As on June 30, 1999, the unit capital of US-64 was Rs 13,676.80 crore while the corpus was Rs 16,100 crore. This gives a net asset value of over Rs 11.77 per unit, which has risen by over 24 per cent from last year's level of Rs 9.47. Based on the current NAV, the post-dividend NAV will be above par at Rs 10.42. Thanks to the sustained rally in cyclical counters in the last two months, the reserves of the scheme have turned positive by a few crores.
The US-64 earned around 65 per cent (Rs 1,470 crore) of its income during 1998-99 from profit on sale of investments while the rest has come from dividendsand interest. Around 65 per cent of the portfolio is invested in equities and the rest is in debt instruments.
US-64 had earned a mere Rs 400 crore from profit on sale of investments till December 31, 1998, which gives a fair indication of how good the current rally has been for US-64. Between December 31, 1998, and June 30, 1999, the scheme has earned profits in excess of Rs 1,050 crore.
At this year's July prices, if all investors were to redeem at the repurchase price of Rs 13.20, UTI will face a shortfall of Rs 1,850 crore, down from last year's gap of Rs 6,064 crore.
Although the cut in dividend has reopened fears of some redemption pressure, UTI officials point out that it was the best return they could give in the current circumstances. ``13.5 per cent is the best we could do. There may be some redemption pressure but the absence of any competitive investment avenues is likely to prevent investors from exiting the fund,'' said a UTI official. For an investor who entered last year at Rs 14 andexits at Rs 13.20 after earning the dividend, the net return will only be 55 paise, or a yield of 3.92 per cent. In July, 1998, UTI had seen an inflow of over Rs 4,000 crore. ``These investors may not exit immediately since the repurchase price is so low but as and when the repurchase price reaches a comfortable level, they will lodge units for repurchase,'' said an analyst.
Analysts, however, say that UTI has done the right thing by cutting dividend, though it may create some problems in the short term. ``While the dividend is realistic, any redemptions will also be a blessing in disguise since it will help UTI manage assets under US-64 in a better manner,'' said a market participant.

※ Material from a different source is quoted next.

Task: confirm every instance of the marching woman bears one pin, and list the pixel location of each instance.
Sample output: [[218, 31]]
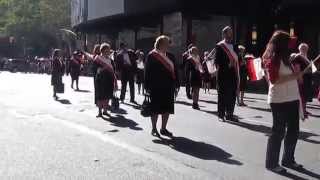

The yield in US-64 is now lower than the last monthly income plan of UTI where it assured a monthly income of 10.75 per cent (11.23 per cent, annualised). However, UTI officials state that MIPs will not attract the moolah at the cost of US-64. ``One, the coupon of 10.75 per cent is not sustainable now and will be lower.Two, returns will be assured for only one year and the redemption of MIPs will be at NAV. Hence, there will be no capital protection,'' pointed out a UTI official. Assuming UTI maintains dividend at 13.5 per cent next year, on this July's sale price, the yield works out to a healthy tax-free return of 10 per cent.
Insight:
Good for long term
Even though the dividend has been reduced, the move to cut dividend and lower the repurchase price is ultimately in the best interest of UTI's investors. That is because with the repurchase price moving closer to the NAV, the scheme has been put on a sounder footing. The direction in US-64 is clear: it will eventually align the repurchase price with the NAV and the dividend with its earnings.
However, UTI resorted to a policy of hiking sale prices last year (to keep it in alignment with repurchase price) and to keep up investor confidence. New entrants into the scheme at these prices have, therefore, lost out, because, going by the increasingrepurchase price, the perception was that dividend would be kept fairly high.